Superintendent Brian Alexander
Mr. Alexander was candid about the surprise mask mandate ordered by Governor Andy Beshear yesterday afternoon. He said a frustrating point of the executive order was that local schools had no indication that this order was coming and that school districts across the state found out at the same time the public did.
"The number one thing I am most upset about is the lack of regard given to families in Edmonson County, and across the Commonwealth, in terms of the Governor’s executive order," he said. "I have been following the surge in positive cases since mid-July in an effort to stay informed and to keep our Board informed. I have been watching this trend for quite some time and the Board and I, as well as Central Office and Building administrators, have discussed the surge in cases. Local health providers have kept me apprised of case numbers. So for me to know all this with my limited resources makes me wonder why the decision made yesterday wasn’t made sooner by our state leadership, with the vast resources at their disposal. Again, I represent Edmonson County and it’s people. I think the decision, for our families and our county, could not have had worse timing. I don’t like to see attention taken away from the excitement of the first day for students."
While administrators discussed positive days today, they immediately had to adjust yesterday afternoon with no notice.
"Also, I am a big believer in local control," Alexander said. "This has been taken from us in this instance. I have been asked about personal freedom by many parents since yesterday afternoon. I do believe in personal freedom. I own guns. I worship God. I respect the fact that people have the freedom to do this or not to do this. That’s part of what our country was founded on. However, as a school district, we have been placed in a position where we must follow this executive order. In Kentucky an executive order is law. As a school district we can’t start picking and choosing which laws we follow and which ones we don’t. That is not the example we need to set for our kids."

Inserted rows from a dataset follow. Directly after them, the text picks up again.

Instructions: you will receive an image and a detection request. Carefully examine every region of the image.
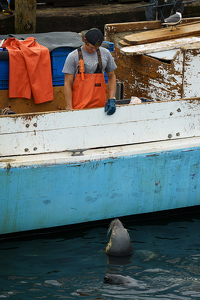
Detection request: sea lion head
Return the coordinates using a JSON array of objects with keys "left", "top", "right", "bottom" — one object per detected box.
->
[{"left": 106, "top": 219, "right": 133, "bottom": 256}]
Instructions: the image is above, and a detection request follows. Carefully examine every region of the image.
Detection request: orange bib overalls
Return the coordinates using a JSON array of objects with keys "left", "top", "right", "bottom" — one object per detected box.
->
[{"left": 72, "top": 48, "right": 106, "bottom": 109}]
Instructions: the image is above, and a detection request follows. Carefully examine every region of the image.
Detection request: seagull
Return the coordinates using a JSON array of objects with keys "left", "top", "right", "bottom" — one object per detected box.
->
[{"left": 162, "top": 9, "right": 182, "bottom": 31}]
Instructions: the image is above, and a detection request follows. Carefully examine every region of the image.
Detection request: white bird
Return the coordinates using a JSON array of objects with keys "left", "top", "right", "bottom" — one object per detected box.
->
[{"left": 162, "top": 9, "right": 182, "bottom": 30}]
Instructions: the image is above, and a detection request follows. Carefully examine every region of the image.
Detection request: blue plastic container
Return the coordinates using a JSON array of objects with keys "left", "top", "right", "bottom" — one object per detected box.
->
[{"left": 0, "top": 60, "right": 9, "bottom": 90}]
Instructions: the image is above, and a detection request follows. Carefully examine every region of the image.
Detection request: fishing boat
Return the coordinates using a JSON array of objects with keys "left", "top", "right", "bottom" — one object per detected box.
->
[{"left": 0, "top": 19, "right": 200, "bottom": 238}]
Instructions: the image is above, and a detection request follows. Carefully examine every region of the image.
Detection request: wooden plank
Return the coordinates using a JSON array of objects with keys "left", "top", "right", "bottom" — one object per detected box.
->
[
  {"left": 120, "top": 37, "right": 200, "bottom": 55},
  {"left": 124, "top": 23, "right": 200, "bottom": 45},
  {"left": 104, "top": 17, "right": 200, "bottom": 33},
  {"left": 15, "top": 0, "right": 37, "bottom": 34},
  {"left": 0, "top": 98, "right": 200, "bottom": 156}
]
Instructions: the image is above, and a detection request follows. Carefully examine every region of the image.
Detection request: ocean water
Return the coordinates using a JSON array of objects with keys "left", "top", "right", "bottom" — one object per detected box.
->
[{"left": 0, "top": 213, "right": 200, "bottom": 300}]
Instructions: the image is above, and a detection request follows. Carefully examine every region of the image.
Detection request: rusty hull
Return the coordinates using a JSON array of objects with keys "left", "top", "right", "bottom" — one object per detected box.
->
[{"left": 105, "top": 18, "right": 200, "bottom": 101}]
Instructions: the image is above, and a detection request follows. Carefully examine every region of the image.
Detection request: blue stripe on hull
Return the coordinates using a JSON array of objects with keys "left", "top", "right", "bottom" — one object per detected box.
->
[{"left": 0, "top": 148, "right": 200, "bottom": 234}]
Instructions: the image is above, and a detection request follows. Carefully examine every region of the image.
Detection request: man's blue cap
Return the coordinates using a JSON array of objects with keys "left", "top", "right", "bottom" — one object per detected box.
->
[{"left": 85, "top": 28, "right": 104, "bottom": 46}]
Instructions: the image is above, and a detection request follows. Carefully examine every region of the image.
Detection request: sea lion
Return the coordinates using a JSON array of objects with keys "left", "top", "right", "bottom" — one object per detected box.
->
[
  {"left": 104, "top": 273, "right": 147, "bottom": 289},
  {"left": 106, "top": 219, "right": 133, "bottom": 256}
]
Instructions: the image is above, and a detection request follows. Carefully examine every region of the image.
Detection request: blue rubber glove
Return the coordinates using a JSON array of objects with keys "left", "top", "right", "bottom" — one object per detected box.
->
[{"left": 105, "top": 98, "right": 116, "bottom": 116}]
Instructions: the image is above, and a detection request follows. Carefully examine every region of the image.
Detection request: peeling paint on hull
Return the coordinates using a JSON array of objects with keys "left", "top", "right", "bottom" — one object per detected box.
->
[{"left": 0, "top": 139, "right": 200, "bottom": 234}]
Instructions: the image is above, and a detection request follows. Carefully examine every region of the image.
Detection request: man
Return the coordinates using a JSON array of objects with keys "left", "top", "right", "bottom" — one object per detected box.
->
[{"left": 63, "top": 28, "right": 117, "bottom": 115}]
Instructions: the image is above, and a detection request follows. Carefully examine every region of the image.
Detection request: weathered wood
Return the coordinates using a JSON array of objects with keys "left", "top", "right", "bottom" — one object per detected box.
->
[
  {"left": 105, "top": 17, "right": 200, "bottom": 33},
  {"left": 0, "top": 84, "right": 108, "bottom": 114},
  {"left": 15, "top": 0, "right": 37, "bottom": 34},
  {"left": 124, "top": 23, "right": 200, "bottom": 45},
  {"left": 120, "top": 37, "right": 200, "bottom": 55}
]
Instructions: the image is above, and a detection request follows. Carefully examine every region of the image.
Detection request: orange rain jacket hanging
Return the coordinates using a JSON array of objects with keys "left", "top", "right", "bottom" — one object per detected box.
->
[{"left": 2, "top": 37, "right": 54, "bottom": 104}]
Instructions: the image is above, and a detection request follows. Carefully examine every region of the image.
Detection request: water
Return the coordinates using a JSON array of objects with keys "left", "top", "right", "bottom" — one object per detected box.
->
[{"left": 0, "top": 213, "right": 200, "bottom": 300}]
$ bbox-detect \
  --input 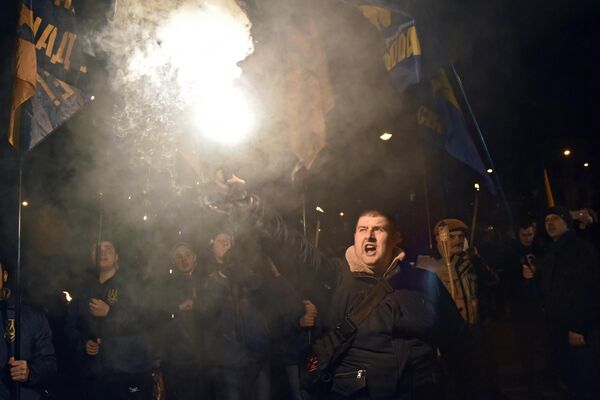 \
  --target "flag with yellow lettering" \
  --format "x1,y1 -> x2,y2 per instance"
417,68 -> 496,194
8,0 -> 87,151
354,0 -> 421,92
286,16 -> 335,169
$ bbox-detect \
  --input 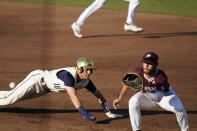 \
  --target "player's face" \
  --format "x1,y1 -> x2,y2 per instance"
143,62 -> 156,74
80,68 -> 93,79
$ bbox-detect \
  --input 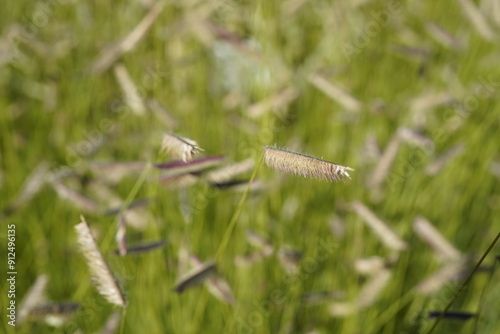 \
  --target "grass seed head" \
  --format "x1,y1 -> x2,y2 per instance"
264,146 -> 354,181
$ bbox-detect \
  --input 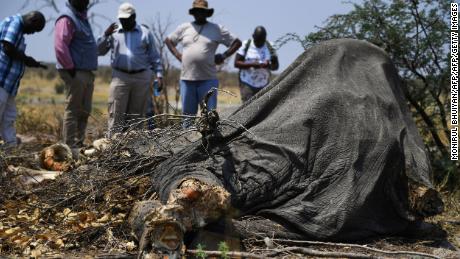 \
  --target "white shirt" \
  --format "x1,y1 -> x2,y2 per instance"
237,40 -> 271,88
168,22 -> 236,81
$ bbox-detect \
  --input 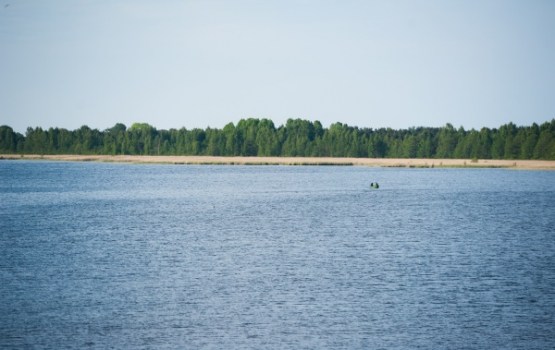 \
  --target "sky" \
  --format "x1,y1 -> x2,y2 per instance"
0,0 -> 555,133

Although Mr. Alexander worked with all local schools today to help adjust to the changes, he said he couldn't be more pleased with how the first school day ended.
“I’m extremely proud of our teachers and staff at each school, both new staff and veterans, for their hard work and preparation that made the first day of the 21-22 school year so successful," he added.
"Each of our schools has excellent leadership and our administrators work hand in hand with our teachers and staff to make this day successful. Our central office staff has worked with our schools throughout the summer since the end of school last year as well to make today, and this coming school year, a success. Our transportation department has dealt with road closures and COVID restrictions as well, but continue to safely transport our kids."
He finished his interview with thanking Edmonson County students and families for trusting the local school system throughout the pandemic with COVID limitations and restrictions.
"We work hard to provide the best educational experience possible," he said. "The great thing about Edmonson County is the love we have for our kids and how we pull together for our children.”